Aim We investigated the prognostic value of preoperative N‐terminal pro‐brain natriuretic peptide (NT‐proBNP) in non‐cardiac surgery in elderly patients who showed normal left ventricular function on preoperative echocardiography. Methods We analyzed 1459 patients aged older than 70 years who had consulted a cardiologist for the evaluation of cardiovascular risk for non‐cardiac surgery. Of the 721 patients who simultaneously underwent echocardiography and NT‐proBNP assessments, 506 who showed normal left ventricular systolic function were included. The predictive power of NT‐proBNP for the risk of major adverse cardiac and cerebrovascular events (MACCE) was evaluated.
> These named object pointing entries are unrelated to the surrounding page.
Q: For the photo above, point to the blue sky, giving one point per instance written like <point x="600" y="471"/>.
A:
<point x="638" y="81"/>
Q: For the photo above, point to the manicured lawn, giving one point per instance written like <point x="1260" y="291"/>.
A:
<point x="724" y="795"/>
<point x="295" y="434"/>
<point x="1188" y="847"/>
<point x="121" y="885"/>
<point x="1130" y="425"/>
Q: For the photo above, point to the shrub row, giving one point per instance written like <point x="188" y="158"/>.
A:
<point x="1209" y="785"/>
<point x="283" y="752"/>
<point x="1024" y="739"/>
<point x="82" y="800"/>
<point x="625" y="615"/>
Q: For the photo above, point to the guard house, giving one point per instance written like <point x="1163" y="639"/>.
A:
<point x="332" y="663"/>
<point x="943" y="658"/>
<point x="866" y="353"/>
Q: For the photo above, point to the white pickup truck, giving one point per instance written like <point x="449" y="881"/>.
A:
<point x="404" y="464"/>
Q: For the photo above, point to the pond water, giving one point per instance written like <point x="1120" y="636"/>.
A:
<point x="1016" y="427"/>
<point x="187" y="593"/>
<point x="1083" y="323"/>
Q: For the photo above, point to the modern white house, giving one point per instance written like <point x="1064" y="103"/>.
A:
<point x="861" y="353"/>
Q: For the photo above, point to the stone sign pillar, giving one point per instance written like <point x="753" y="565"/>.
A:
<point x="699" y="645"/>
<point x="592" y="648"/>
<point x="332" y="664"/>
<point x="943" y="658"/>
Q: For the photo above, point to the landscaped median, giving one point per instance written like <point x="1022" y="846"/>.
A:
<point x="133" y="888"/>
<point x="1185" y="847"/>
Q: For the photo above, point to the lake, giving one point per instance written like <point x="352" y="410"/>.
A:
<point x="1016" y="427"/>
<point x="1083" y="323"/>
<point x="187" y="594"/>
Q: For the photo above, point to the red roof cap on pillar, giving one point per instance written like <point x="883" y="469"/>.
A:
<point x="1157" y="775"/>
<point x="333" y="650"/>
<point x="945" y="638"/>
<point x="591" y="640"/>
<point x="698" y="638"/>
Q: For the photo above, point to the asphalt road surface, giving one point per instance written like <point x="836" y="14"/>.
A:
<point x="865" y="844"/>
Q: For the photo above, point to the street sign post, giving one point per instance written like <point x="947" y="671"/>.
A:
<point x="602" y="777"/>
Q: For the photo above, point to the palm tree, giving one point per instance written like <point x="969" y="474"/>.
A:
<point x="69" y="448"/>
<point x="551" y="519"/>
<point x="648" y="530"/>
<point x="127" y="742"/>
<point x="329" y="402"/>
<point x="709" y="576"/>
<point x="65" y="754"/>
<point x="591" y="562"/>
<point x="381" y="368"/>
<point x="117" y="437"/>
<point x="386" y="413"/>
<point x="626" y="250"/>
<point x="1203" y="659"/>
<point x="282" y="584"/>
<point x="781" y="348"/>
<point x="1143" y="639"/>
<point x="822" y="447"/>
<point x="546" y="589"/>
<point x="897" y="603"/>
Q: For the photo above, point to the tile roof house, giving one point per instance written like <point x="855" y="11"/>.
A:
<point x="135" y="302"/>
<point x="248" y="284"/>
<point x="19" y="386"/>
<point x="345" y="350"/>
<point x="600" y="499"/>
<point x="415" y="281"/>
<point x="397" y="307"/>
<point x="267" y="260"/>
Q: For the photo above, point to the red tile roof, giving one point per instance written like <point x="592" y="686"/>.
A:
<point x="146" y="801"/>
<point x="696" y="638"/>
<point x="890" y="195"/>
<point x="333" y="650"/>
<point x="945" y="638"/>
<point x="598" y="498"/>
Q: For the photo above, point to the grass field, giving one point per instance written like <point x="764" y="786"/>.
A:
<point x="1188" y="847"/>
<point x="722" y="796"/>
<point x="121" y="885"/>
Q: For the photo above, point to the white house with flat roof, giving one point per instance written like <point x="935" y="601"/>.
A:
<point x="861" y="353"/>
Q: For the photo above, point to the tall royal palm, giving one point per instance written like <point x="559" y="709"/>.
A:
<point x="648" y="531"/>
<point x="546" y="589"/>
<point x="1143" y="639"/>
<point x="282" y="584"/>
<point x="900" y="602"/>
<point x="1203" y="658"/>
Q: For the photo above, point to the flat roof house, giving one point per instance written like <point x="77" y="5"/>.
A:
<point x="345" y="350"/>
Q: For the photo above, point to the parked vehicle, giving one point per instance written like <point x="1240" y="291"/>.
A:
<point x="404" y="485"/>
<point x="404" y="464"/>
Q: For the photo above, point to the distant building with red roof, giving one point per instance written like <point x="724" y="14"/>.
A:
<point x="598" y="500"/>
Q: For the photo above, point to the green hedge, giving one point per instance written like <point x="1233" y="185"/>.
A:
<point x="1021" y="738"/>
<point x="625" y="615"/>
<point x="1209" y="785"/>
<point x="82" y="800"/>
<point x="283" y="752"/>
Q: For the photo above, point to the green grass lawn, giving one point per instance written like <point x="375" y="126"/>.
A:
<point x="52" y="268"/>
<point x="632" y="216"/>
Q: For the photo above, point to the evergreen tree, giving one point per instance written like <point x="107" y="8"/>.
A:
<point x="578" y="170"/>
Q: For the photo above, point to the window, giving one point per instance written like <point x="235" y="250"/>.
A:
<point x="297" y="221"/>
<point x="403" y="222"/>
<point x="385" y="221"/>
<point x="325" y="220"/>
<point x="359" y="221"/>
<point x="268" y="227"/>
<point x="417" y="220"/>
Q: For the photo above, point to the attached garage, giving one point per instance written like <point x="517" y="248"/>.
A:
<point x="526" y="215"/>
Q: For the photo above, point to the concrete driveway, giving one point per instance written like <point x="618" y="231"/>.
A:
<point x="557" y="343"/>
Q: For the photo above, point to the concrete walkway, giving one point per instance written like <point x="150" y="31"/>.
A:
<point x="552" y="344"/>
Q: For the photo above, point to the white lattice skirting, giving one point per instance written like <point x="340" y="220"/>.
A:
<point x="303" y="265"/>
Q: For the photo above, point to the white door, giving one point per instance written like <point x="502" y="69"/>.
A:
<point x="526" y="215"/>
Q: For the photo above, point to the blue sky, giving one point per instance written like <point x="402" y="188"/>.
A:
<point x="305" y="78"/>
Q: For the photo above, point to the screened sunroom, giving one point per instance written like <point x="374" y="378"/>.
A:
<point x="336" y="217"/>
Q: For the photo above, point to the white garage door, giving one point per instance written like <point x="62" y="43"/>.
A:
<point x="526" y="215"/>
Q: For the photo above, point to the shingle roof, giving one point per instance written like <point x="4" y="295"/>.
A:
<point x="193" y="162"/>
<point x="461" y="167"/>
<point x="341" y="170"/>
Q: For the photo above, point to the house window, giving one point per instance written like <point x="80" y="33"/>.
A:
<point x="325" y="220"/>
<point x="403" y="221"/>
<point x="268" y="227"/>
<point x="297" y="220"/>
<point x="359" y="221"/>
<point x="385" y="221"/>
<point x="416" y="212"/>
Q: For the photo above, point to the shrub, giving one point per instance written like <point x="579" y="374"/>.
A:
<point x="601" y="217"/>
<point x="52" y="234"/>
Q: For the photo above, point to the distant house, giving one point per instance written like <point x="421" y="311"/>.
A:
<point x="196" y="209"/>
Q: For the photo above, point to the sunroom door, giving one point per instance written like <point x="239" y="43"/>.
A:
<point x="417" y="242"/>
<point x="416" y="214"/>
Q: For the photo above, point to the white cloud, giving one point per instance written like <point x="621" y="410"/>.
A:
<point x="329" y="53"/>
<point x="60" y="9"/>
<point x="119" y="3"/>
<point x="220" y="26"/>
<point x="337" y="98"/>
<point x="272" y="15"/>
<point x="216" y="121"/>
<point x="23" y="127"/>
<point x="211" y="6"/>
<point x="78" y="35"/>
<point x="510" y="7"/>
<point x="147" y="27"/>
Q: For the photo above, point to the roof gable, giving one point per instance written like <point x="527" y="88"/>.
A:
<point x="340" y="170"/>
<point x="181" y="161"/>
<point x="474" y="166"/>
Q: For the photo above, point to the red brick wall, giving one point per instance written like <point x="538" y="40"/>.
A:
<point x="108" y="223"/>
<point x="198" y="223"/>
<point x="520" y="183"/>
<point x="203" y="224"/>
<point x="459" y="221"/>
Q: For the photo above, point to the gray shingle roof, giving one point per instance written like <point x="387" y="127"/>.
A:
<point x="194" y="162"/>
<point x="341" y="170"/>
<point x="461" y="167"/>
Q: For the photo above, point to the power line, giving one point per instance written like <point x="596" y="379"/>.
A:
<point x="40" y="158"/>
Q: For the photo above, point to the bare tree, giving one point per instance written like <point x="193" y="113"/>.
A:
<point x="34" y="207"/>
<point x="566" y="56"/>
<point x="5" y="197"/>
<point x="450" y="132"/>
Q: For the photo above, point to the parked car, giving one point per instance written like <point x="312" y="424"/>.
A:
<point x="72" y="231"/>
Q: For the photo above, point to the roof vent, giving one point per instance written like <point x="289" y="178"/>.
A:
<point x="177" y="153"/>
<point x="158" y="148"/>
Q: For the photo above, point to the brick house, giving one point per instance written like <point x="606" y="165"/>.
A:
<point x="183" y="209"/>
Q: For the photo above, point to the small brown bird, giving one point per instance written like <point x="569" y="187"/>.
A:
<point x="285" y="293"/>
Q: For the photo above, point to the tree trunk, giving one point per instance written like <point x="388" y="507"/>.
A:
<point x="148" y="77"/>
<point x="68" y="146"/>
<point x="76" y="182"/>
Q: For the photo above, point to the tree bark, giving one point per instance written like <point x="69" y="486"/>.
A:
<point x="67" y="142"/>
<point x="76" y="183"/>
Results MACCE occurred in 40 (7.9%) of the 506 patients, and the median value of NT‐proBNP was higher in patients with complications than in those without (MACCE group: 1700.5 pg/mL vs non MACCE group: 206.35 pg/mL; P < 0.001). The area under the receiver operating characteristic curve was 0.804 (P < 0.001), with an optimal cut‐off of 425.3 pg/mL. Multivariate analysis showed that increased NT‐proBNP (>425.3 pg/mL; odds ratio 6.381; P < 0.001) was the only independent risk factor for the prediction of MACCE. Conclusions In elderly patients who showed normal left ventricular systolic function on echocardiography, measurement of preoperative NT‐proBNP concentration might be a useful test for predicting the occurrence of MACCE after non‐cardiac surgery. Geriatr Gerontol Int 2016; 16: 1109–1116.